More than nine hours of intense debate
The eleven magistrates have started their internal conclave at 10:00 a.m., but the relevant decisions have not arrived until 7:30 p.m., when they have agreed to admit the PP appeal; also accept the representation requested by United We Can (UP) and PSOE; and rejecting the challenges launched by the government parties against the president of the TC, Pedro González-Trevijano, and magistrate Antonio Narvaez.
The legal sources detail that the ‘popular’ appeal has been admitted by 6 votes -those of the conservative majority- against 5 -those of the progressive minority-; same result with which it has been resolved that it was not the opportune procedural moment to address the challenges formulated by the ‘purples’ and the socialists.
Podemos argued that González-Trevijano and Narváez distanced themselves considering that they have a “direct interest” in paralyzing this reform
UP argued that González-Trevijano and Narváez should step aside considering that they have a “direct interest” in paralyzing this reform because they would result in the candidates nominated by the Government – former Justice Minister Juan Carlos Campo and former Moncloa senior official Laura Díez – if the proposed modification goes ahead.
The Plenary of the TC already met urgently last Thursday, but then González-Trevijano agreed to postpone it to this Monday after the five progressive magistrates threatened to leave, if they were not given more time to study a matter of great “complexity”. ” and “relevance” that they knew just 24 hours before. If they had marched, they would have prevented the ‘quorum’ of at least 8 magistrates that are required for the Plenary to be constituted.

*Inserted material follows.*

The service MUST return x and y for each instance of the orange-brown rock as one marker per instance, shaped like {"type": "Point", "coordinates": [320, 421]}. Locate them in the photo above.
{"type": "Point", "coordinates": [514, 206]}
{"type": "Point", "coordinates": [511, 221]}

The underlying problem is that the Constitutional Court has been waiting since June 12 for the renewal of the four magistrates who make up the third that the Constitution mandates to replace the Government and CGPJ: González-Trevijano and Narváez, appointed in their day by the Executive of Mariano Rajoy; and Juan Antonio Xiol and Santiago Martínez-Vares, appointed at the time by the governing body of the judges.
The legal doubts about the possibility that the two Moncloa candidates could take office without waiting for the two from the CGPJ led to promoting and approving last July in Parliament an express reform of the Organic Law of the Judiciary (LOPJ) to return to the Council his power to appoint his two applicants to the court of guarantees.
However, the negotiations within the CGPJ ran aground on December 2 due to the tacit veto of the conservative bloc to the candidate of their progressive counterparts, the magistrate of the Supreme Court (TS) José Manuel Bandrés, and the latter’s refusal to return to fatten his list of applicants (which came to have nine).
Negotiations in the CGPJ
In this context, ‘morados’ and socialists introduced in the bill that eliminates the crime of sedition the two amendments that clear the way for Campo and Díez to take office as magistrates of the TC without having to wait for the two nominees by the body of government of the judges. For its part, the CGPJ plans to hold an extraordinary plenary session this Tuesday at 5:00 p.m. where, for now, the only candidates on the agenda are Supreme Court magistrates Pablo Lucas and César Tolosa.
The sources consulted by Europa Press already pointed out that, although formally Bandrés was the only formal candidate and the bloc retained several names, the best positioned to achieve the endorsement of the CGPJ group were Lucas and Tolosa.